Indem die Sorgfaltspflichtenanders als das LkSG der CSDDD die gesamte Wertschöpfungskette erfassen, werden die Anforderungen an die Unternehmen für die Risikoanalyse und Umsetzung der Sorgfaltspflichten daher maßgeblich erhöht.
Der inhaltliche Anwendungsbereich der CSDDD lässt sich ebenfalls in drei Teilbereiche gliedern: Dem Schutz der Menschenrechte, der Umwelt und des Klimas. Dabei bezieht sich die CSDDD konkret auf eine Reihe von gefestigten Verpflichtungen zu Menschenrechten und Umweltschutz in internationalen Abkommen (Anhang I und Anhang II CSDDD-E).
- Menschenrechte
Im Grundsatz sind die Schutzbereiche nach CSDDD und LkSG sehr vergleichbar. Sowohl das LkSG als auch die CSDDD legen Unternehmen Sorgfaltspflichten hinsichtlich des Verbots von Kinderarbeit und Zwangsarbeit sowie zur Verhinderung von Ungleichbehandlung oder dem Vorenthalten eines angemessenen Lohns vor. Beide zielen zudem auf die Verhinderung schädlicher Bodenveränderungen, Gewässerverunreinigungen, und Luftverunreinigungen sowie Zwangsumsiedlungen. Die CSDDD erweitert den Katalog der Menschenrechte zudem und erfasst auch das Recht der Freiheit und Sicherheit, das Verbot willkürlicher oder unrechtmäßiger Eingriffe in die Privatsphäre, Familie, Wohnung oder Korrespondenz, das Verbot der Beeinträchtigung der Gedanken-, Gewissens- und Religionsfreiheit, sowie den Zugang von Arbeitnehmern zu einer angemessenen Unterbringung. - Umweltschutz
Die nach der CSDDD maßgeblichen umweltbezogenen Risiken decken sich nur teilweise mit den umweltbezogenen Risiken des LkSG nach § 2 Abs. 3 LkSG. Sowohl die CSDDD als auch das LkSG verweisen bei umweltrechtlichen Risiken auf das Minamata Übereinkommen (Verbot der Verarbeitung von Quecksilber), die POP-Konvention (Verbot bestimmter organischer Schadstoffe) sowie das Basler Übereinkommen (Verbot der Ein- und Ausfuhr gefährlicher Abfälle). Darüber hinaus dient die CSDD aber auch dem Schutz der biologischen Vielfalt und bedrohter Arten, dem Verbot der Ein- und Ausfuhr gefährdeter Tiere und erfasst die Einfuhr von Chemikalien und geregelter Stoffe sowie die Verschmutzung durch Schiffe. Unternehmen sind zudem verpflichtet, negative Auswirkungen auf das Kultur- und Naturerbe, auf Feuchtgebiete und die Meeresumwelt zu dokumentieren und zu unterlassen. - Klimaschutz
Neben Menschenrechts- und Umweltschutz ist die Bekämpfung des Klimawandels die „dritte Säule“ der CSDDD. Gemäß Art. 15 CSDDD-E haben die Unternehmen einen Plan zu entwickeln, um die Vereinbarkeit ihres Geschäftsmodells und ihrer Strategie mit dem 1,5°C-Ziel zu gewährleisten. Im LkSG ist der Klimaschutz hingegen kein Schutzgut.

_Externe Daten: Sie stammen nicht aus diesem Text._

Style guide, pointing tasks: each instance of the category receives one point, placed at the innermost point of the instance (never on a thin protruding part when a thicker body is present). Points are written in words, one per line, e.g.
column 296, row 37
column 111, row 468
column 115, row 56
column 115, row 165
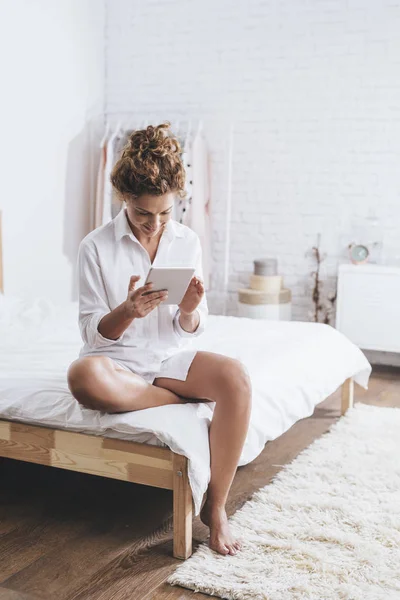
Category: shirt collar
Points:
column 122, row 228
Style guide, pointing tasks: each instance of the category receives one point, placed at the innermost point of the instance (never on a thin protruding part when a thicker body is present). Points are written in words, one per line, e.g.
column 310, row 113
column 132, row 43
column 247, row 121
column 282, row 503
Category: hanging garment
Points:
column 97, row 213
column 199, row 218
column 183, row 205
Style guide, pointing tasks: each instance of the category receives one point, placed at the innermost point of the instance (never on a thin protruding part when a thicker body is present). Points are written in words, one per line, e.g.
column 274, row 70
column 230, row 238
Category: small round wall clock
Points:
column 358, row 253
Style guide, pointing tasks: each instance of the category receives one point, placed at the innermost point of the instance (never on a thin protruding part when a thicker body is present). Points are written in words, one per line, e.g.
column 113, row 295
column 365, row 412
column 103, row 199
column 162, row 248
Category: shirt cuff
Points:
column 93, row 335
column 182, row 332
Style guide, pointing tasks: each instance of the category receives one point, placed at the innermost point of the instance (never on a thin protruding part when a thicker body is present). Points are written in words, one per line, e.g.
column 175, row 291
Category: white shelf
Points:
column 368, row 303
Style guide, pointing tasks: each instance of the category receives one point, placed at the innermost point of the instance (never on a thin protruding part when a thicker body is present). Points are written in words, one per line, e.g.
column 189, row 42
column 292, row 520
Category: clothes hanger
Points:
column 117, row 131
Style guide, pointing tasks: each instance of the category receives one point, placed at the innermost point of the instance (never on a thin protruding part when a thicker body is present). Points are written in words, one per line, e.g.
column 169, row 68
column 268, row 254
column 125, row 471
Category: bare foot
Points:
column 221, row 539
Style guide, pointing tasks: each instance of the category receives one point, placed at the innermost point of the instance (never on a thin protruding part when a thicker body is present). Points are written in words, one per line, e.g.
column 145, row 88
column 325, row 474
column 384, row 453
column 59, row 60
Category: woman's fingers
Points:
column 151, row 305
column 152, row 298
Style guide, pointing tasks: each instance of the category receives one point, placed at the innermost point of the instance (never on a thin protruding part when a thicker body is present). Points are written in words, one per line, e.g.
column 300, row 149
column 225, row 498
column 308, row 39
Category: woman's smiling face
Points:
column 149, row 214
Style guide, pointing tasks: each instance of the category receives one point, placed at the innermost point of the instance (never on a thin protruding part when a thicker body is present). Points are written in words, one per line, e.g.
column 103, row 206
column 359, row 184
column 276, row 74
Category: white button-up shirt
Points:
column 107, row 258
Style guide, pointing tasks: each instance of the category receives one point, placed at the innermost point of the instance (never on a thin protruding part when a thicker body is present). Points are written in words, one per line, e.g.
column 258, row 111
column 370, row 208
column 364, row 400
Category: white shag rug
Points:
column 326, row 528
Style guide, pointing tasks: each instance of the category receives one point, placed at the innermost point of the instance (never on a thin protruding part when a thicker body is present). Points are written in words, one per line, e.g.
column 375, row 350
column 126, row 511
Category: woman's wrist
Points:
column 126, row 311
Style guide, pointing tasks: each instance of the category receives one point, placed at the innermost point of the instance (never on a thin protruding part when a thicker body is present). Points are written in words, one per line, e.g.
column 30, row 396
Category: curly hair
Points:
column 150, row 163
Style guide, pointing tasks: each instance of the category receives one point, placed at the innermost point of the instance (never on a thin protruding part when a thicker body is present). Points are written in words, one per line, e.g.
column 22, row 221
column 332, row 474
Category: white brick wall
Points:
column 313, row 90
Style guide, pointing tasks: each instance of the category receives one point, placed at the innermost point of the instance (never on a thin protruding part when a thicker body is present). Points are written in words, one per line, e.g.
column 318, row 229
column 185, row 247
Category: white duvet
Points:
column 293, row 366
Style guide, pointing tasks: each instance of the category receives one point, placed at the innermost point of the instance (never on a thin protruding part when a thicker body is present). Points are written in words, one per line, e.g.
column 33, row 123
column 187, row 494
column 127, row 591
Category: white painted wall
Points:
column 313, row 90
column 52, row 81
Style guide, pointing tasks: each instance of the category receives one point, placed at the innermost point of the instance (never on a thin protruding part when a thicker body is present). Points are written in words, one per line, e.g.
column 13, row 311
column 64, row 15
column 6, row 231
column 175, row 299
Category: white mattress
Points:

Auch der inhaltliche Anwendungsbereich geht somit deutlich über den des LkSG hinaus. Die CSDDD erweitert den Katalog der geschützten Umwelt- und Menschenrechte und nimmt zusätzlich den Klimaschutz auf.
Es zeigt sich, dass die CSDDD in sämtlichen Bereichen deutlich strengere Vorgaben als das deutsche LkSG macht. Viele Unternehmen, die bislang nicht vom LkSG betroffen sind, werden unter die CSDDD fallen. Und viele Unternehmen, die bislang vom LkSG betroffen sind, werden deutlich mehr Sorgfaltspflichten zu erfüllen haben. Daher sollten sich Unternehmen sämtlicher Größe frühzeitig mit der neuen CSDDD beschäftigen, um genug Vorlaufzeit zu haben, die neuen Sorgfaltspflichten einzuführen.